3 Jun 2021 | Alexey Dosovitskiy*, Lucas Beyer*, Alexander Kolesnikov*, Dirk Weissenborn*, Xiaohua Zhai*, Thomas Unterthiner, Mostafa Dehghani, Matthias Minderer, Georg Heigold, Sylvain Gelly, Jakob Uszkoreit, Neil Houlsby*;
The paper introduces Vision Transformer (ViT), a pure transformer-based model for image recognition, which achieves excellent performance on image classification tasks when pre-trained on large datasets and fine-tuned for smaller benchmarks. Unlike traditional convolutional networks (CNNs), ViT treats image patches as tokens and applies self-attention directly to them. This approach outperforms state-of-the-art CNNs in terms of accuracy while requiring fewer computational resources for training. ViT achieves high accuracy on benchmarks such as ImageNet, CIFAR-100, and VTAB, with the best model reaching 88.55% on ImageNet and 94.55% on CIFAR-100.
ViT performs well when trained on large-scale datasets like ImageNet-21k and JFT-300M, demonstrating that large-scale pre-training can overcome the limitations of CNNs in terms of inductive bias. The model's performance is further enhanced when trained on larger datasets, showing that the size of the pre-training data significantly impacts the model's ability to generalize.

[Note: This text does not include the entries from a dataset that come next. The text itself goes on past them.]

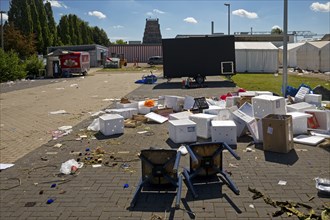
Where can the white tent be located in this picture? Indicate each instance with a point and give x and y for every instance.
(314, 56)
(256, 57)
(292, 54)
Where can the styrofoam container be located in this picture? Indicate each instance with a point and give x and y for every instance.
(323, 119)
(299, 122)
(224, 131)
(182, 131)
(213, 110)
(133, 104)
(180, 115)
(299, 107)
(264, 105)
(175, 102)
(241, 120)
(111, 124)
(203, 124)
(314, 99)
(125, 112)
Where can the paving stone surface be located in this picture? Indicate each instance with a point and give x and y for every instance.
(99, 192)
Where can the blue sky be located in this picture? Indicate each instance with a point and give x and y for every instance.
(125, 19)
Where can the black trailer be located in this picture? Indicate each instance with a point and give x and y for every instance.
(198, 57)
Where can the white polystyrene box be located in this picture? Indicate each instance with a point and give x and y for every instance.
(264, 105)
(180, 115)
(299, 122)
(213, 110)
(125, 112)
(182, 131)
(224, 131)
(323, 119)
(314, 99)
(133, 104)
(203, 124)
(175, 102)
(111, 124)
(299, 107)
(241, 120)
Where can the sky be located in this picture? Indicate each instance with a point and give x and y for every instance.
(126, 19)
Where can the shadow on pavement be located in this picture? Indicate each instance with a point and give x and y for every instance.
(210, 84)
(289, 158)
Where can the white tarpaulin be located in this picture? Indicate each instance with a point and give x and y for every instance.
(314, 56)
(292, 54)
(256, 57)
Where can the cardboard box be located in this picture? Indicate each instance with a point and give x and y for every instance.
(323, 119)
(277, 133)
(265, 104)
(111, 124)
(299, 122)
(224, 131)
(203, 124)
(182, 131)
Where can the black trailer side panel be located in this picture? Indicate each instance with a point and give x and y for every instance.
(188, 57)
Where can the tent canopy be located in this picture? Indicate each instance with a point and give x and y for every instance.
(256, 57)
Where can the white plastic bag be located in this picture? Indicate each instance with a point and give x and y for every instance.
(66, 167)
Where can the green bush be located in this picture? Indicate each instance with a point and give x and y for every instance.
(32, 65)
(11, 67)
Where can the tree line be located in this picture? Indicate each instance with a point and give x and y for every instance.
(31, 28)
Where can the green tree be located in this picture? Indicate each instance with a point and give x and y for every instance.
(11, 68)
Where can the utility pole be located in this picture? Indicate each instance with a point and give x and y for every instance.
(2, 12)
(228, 5)
(285, 49)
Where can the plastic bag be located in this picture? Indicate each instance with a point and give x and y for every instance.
(68, 166)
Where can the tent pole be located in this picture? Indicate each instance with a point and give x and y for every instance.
(285, 49)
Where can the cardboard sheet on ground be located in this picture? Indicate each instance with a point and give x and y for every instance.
(309, 140)
(156, 117)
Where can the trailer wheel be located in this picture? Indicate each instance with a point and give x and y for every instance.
(199, 79)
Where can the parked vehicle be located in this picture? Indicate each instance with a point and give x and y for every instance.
(155, 60)
(198, 57)
(75, 62)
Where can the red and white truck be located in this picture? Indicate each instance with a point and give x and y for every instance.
(75, 62)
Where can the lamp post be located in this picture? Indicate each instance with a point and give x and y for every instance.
(2, 12)
(228, 5)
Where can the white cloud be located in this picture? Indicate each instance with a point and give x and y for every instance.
(245, 14)
(316, 6)
(118, 26)
(56, 4)
(97, 14)
(158, 11)
(190, 20)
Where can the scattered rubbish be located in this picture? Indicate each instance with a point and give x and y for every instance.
(58, 112)
(51, 153)
(4, 166)
(323, 185)
(96, 165)
(50, 201)
(290, 208)
(308, 140)
(282, 182)
(58, 145)
(30, 204)
(183, 150)
(66, 167)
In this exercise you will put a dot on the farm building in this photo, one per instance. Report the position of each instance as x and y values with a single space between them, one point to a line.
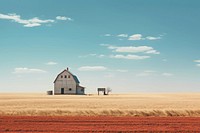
67 83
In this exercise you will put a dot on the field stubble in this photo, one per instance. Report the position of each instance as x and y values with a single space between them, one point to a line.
182 104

The paper also explores the use of hybrid models that combine CNN feature maps with ViT, and finds that these models can achieve competitive performance. Additionally, the study investigates the effectiveness of self-supervised pre-training for ViT, showing that it can achieve significant improvements in performance on ImageNet.
The results indicate that ViT is a scalable and efficient alternative to CNNs for image recognition, with the potential to be further improved through larger-scale pre-training and more advanced training techniques. The study highlights the importance of large-scale data in achieving state-of-the-art performance and suggests that future research should focus on exploring the scalability of ViT and improving its performance through self-supervised learning.The paper introduces Vision Transformer (ViT), a pure transformer-based model for image recognition, which achieves excellent performance on image classification tasks when pre-trained on large datasets and fine-tuned for smaller benchmarks. Unlike traditional convolutional networks (CNNs), ViT treats image patches as tokens and applies self-attention directly to them. This approach outperforms state-of-the-art CNNs in terms of accuracy while requiring fewer computational resources for training. ViT achieves high accuracy on benchmarks such as ImageNet, CIFAR-100, and VTAB, with the best model reaching 88.55% on ImageNet and 94.55% on CIFAR-100.
ViT performs well when trained on large-scale datasets like ImageNet-21k and JFT-300M, demonstrating that large-scale pre-training can overcome the limitations of CNNs in terms of inductive bias. The model's performance is further enhanced when trained on larger datasets, showing that the size of the pre-training data significantly impacts the model's ability to generalize.
The paper also explores the use of hybrid models that combine CNN feature maps with ViT, and finds that these models can achieve competitive performance. Additionally, the study investigates the effectiveness of self-supervised pre-training for ViT, showing that it can achieve significant improvements in performance on ImageNet.
The results indicate that ViT is a scalable and efficient alternative to CNNs for image recognition, with the potential to be further improved through larger-scale pre-training and more advanced training techniques. The study highlights the importance of large-scale data in achieving state-of-the-art performance and suggests that future research should focus on exploring the scalability of ViT and improving its performance through self-supervised learning.